このシリーズ好きなんですけれども、なかなか感想を表しにくい。
表に出せないような感想を抱いているというわけではなくて、シリーズのどの巻を読んでも、おいしそうとか、みんないい人だなとか、いい話だったとか、そういうことばっかりになってしまうんですよね。
良くも悪くも、私の中で評価が安定しているというか。
それなりに楽しめて、読みやすくて、不快にもならなくて、ところどころの台詞が胸に響いて、けれどもたとえば泣きたくなるほどぐさっとえぐってはこない、みたいな立ち位置にいます。いまのところは。
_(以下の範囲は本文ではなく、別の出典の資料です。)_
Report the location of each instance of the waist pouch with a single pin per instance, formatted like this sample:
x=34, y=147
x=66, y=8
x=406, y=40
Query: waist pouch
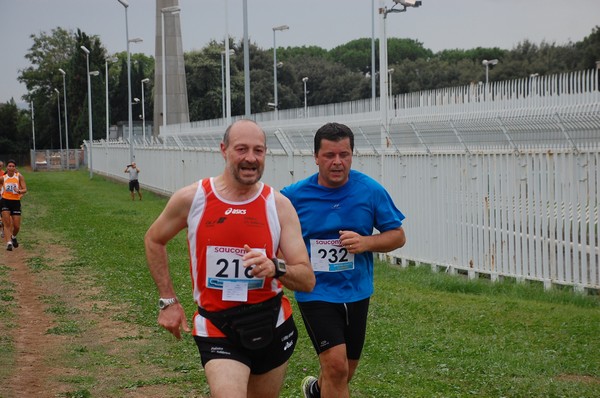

今回は初の社員旅行の話でしたね。帯を見て笑いました。
さらに読み始めてたらロイドが突然「そうだ、京都、行こう」とか言い始めるし。
先月行ったばかりだけど京都行きたい。そして貴船の川床でご飯食べたい。
ヒロタのシュークリームも、松露の卵焼きも、あとはそぼろご飯とかニラ雑炊とかロールキャベツとかオムレツのサンドイッチとか、もちろんドーナツも、出てくるもの全部食べたくなる。どうしたらこんなにおいしそうに書けるんだろう。実際に食べたり作ったりしてはるものだからなんだろうけど。
人間以外の幽霊っていうのも新パターンでおもしろかったです。いや、マフラーとかはあったけど、あれもマフラーを作った人なのでまた違うかな、と。
淡海先生の猫ちゃんに対する呼びかけが、読んでいても猫なで声を感じた。
ロイドのひとりでできるもん(違う)は読んでいてとても楽しかった。
普段は視点じゃない人……もとい、眼鏡の一人称視点の話を読むのが好きです。
ナチュラルに自信家で上から目線で少しとぼけた風情があっておもしろい。
コールスローにはフライドチキンかー。ケンタッキー久しぶりに食べたくなる。
序盤から夏神さんが死亡フラグっぽいこと言うので若干不安になったけれども、本人のなかでも消化していたし。海里もそれに応えていて、エピローグでの台詞とにはなんというかあたたかいものを感じました。良かったね、と思う。
あと今までの話がちゃんと積み重なってきている気がしたので、そういうところも好きでした。一応各巻完結だし、レギュラーキャラが増えるぐらいの繋がりしかないのかしらと思っていたけれども、海里とお兄さんの関係性とかもちょっとずつ変わっていっていて。
椹野さんの書かれるキャラクターは設定だけではなくて生きているひとだと感じられるので、物語が進めばちょっとずつ変わっていって、成長したなら人ととの関係性が変わるのも当たり前ではあるのだけれども。
でも、シリーズが終わることもあるのだよなということを考えてしまうと寂しくなりますね。
ただ一番寂しいのは、終わりもせず続きも出ずに止まったままになってしまうことなので、このシリーズは、出ている間は買っていきたい。
そしていつか奇談シリーズも続きが読めるといいなぁ。